O presidente da CNseg, Marcio Coriolano, disse que, apesar de o PIB ter fechado no terreno negativo nos primeiros seis meses do ano, a previsão é de um desempenho melhor para o mercado de seguros no segundo semestre. "O entendimento é de que o País está piorando menos, o que já é uma boa notícia. O ambiente recessivo existe, mas o leve crescimento do PIB da indústria brasileira no segundo trimestre, apesar de ser muito pouco para indicar uma retomada, sinaliza que a queda pode não se aprofundar mais", declarou ele em entrevista ao Broadcast nesta quarta-feira (31).
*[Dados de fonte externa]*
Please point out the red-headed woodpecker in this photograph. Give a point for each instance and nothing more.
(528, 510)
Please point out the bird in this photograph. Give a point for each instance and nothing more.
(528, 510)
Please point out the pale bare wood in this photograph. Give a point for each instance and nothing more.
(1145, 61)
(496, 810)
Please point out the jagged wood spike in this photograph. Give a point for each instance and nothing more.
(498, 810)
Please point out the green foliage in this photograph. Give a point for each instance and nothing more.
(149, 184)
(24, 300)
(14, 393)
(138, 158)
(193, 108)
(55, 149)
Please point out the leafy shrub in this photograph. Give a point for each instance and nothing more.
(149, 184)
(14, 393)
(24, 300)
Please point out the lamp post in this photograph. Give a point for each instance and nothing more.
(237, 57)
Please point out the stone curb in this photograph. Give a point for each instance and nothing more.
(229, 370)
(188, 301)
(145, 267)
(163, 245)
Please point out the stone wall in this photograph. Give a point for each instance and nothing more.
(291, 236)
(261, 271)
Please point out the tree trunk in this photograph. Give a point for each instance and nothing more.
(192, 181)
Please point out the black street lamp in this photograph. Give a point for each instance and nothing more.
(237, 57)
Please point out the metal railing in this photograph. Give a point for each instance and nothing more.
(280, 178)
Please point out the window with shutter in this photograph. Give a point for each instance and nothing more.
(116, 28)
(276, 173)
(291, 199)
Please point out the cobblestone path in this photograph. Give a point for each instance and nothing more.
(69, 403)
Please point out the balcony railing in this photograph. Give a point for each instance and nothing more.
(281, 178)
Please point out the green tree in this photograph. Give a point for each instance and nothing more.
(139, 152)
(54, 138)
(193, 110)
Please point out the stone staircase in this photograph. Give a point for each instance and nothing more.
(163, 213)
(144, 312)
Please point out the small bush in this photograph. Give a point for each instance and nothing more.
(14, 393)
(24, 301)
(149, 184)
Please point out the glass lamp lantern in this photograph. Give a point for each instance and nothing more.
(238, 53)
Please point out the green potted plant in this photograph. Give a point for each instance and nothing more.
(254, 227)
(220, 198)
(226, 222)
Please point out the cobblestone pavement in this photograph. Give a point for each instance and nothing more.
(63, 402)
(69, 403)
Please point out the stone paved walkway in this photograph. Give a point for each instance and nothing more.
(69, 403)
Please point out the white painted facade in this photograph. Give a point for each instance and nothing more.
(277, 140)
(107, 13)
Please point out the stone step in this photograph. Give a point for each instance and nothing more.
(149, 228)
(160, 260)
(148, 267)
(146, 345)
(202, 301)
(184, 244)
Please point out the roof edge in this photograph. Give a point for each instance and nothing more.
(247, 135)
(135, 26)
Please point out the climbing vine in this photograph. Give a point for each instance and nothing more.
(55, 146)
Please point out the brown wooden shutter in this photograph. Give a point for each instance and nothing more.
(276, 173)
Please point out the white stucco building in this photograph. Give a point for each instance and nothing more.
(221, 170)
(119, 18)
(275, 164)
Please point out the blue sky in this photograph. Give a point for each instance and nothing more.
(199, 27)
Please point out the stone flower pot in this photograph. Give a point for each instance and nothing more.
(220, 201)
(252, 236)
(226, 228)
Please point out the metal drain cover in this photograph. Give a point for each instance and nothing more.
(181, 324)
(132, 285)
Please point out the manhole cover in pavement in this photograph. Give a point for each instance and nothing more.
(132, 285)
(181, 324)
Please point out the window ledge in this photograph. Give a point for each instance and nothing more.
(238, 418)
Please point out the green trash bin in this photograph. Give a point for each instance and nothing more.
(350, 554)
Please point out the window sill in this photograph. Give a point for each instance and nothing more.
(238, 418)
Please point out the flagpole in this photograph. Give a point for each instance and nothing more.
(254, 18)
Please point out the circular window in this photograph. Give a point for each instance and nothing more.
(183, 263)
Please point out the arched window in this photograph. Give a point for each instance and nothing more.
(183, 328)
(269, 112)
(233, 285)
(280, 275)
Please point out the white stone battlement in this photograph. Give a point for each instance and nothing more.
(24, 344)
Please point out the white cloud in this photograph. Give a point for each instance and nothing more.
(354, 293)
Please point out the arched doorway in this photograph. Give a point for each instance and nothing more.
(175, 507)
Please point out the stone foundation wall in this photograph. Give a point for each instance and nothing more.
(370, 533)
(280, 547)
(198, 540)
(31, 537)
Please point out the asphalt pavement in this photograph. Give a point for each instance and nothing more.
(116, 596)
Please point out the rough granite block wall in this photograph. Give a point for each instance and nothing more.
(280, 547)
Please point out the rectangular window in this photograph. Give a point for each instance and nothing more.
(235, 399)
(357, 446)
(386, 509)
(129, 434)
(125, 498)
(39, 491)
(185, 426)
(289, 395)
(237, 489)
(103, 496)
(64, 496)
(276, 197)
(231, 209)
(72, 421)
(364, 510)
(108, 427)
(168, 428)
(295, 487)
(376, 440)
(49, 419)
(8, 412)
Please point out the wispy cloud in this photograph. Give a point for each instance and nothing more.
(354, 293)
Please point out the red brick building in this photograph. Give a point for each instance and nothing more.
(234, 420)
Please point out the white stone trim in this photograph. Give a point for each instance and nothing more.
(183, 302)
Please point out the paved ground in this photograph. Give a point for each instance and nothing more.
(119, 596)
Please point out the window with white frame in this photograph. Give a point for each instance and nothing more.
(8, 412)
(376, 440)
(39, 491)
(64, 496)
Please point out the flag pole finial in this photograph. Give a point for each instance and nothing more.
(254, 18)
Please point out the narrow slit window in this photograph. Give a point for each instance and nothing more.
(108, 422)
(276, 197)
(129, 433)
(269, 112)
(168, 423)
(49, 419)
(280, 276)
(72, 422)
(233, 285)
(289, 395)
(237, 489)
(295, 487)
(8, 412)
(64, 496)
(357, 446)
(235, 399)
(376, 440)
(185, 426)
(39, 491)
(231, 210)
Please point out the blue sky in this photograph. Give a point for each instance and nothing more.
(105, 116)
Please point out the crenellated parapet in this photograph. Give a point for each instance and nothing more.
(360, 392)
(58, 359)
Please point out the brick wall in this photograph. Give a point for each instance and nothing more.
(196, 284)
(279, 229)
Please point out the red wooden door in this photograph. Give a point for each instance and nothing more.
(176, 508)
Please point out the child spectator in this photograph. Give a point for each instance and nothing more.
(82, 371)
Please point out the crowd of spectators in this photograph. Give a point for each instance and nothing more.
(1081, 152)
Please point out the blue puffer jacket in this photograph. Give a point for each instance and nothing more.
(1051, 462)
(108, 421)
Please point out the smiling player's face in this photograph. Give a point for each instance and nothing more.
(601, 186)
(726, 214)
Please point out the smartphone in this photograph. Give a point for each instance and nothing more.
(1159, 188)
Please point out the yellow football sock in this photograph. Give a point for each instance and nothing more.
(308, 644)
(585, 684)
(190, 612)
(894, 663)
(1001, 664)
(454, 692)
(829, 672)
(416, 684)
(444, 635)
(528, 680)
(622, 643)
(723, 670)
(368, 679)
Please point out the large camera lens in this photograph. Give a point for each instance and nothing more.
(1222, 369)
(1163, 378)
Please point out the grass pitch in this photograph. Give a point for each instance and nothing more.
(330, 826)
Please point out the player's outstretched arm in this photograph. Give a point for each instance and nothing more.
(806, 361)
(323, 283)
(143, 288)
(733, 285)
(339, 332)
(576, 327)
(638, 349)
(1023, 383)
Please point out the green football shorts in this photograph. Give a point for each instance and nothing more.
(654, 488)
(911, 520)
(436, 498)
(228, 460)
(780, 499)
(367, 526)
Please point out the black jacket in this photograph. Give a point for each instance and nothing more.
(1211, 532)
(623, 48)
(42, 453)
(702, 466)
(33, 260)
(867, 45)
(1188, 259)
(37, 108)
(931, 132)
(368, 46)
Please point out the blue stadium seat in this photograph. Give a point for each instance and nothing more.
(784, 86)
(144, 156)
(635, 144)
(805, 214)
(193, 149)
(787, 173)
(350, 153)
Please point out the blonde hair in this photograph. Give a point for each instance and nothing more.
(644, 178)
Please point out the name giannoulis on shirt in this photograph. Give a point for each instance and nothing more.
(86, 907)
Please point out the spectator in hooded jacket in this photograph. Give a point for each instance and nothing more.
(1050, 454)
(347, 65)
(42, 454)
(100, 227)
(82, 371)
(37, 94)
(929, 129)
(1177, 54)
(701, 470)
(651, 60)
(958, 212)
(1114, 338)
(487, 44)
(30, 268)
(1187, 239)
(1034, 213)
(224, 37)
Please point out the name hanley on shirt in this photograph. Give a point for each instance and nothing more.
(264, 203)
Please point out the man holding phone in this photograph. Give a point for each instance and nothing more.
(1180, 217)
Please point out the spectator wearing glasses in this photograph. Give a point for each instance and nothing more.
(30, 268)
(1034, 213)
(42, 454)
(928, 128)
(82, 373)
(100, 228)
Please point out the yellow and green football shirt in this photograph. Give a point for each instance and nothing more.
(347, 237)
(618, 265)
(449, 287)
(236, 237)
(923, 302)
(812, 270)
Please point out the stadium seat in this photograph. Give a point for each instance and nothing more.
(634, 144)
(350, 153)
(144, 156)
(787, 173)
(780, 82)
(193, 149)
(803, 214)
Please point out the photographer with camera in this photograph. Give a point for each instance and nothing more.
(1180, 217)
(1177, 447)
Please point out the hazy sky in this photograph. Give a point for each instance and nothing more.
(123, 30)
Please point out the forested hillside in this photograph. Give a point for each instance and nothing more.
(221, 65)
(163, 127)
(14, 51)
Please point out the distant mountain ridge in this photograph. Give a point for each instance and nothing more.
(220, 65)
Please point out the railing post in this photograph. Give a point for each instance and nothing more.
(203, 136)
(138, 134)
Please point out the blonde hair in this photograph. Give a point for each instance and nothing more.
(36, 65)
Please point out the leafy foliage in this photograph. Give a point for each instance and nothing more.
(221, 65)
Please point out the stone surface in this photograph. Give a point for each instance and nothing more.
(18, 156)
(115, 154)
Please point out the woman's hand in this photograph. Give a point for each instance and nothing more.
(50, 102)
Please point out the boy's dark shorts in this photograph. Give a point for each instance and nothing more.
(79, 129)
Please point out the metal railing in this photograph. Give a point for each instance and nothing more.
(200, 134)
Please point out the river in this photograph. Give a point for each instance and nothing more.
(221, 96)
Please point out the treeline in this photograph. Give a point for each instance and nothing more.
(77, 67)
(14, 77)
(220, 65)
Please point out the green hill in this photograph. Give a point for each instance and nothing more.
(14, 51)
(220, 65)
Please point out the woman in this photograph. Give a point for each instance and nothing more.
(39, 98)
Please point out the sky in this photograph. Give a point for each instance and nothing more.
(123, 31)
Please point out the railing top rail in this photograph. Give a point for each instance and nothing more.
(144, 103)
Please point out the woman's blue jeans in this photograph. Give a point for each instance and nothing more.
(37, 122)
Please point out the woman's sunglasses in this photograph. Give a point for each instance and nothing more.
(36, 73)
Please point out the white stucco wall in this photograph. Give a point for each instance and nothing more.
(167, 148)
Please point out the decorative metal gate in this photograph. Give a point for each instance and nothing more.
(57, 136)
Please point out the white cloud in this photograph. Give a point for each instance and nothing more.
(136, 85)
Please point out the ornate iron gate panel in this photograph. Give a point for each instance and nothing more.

Nesse sentido, Coriolano lembrou que o desempenho de abril a junho do mercado segurador já foi melhor do que o visto nos três primeiros meses do ano. No primeiro trimestre, o mercado de seguros cresceu 3,6%, e, no segundo, 8,8%, informou ele. No primeiro semestre, o mercado de seguros acumulou crescimento nominal de 6,4% em relação ao mesmo período do ano passado, gerando arrecadação de R$ 113,9 bilhões. "Os indicadores mostram que as pessoas estão preocupadas em se protegerem e também protegerem o seu patrimônio, sentimento que alavanca em um cenário de incertezas no País, mas é claro que o desempenho do segundo semestre depende da retomada da economia brasileira", declarou Coriolano ao Broadcast.

O cenário econômico foi outro tema tratado na entrevista. O presidente da CNseg defendeu a necessidade de recuperar os fundamentos da moeda e do crédito. "As pessoas esperam um desfecho bom para o Brasil independente da coloração partidária", disse Coriolano.
Na entrevista, Coriolano aprovou a iniciativa de destravar a lei das concessões e de ampliar a participação do seguro garantia de obras públicas, dos atuais 5% para 30%. Para ele, estas duas questões devem gerar "impacto significativo" para o mercado de seguros, considerando-se um quadro de retomada das obras de infraestrutura no País.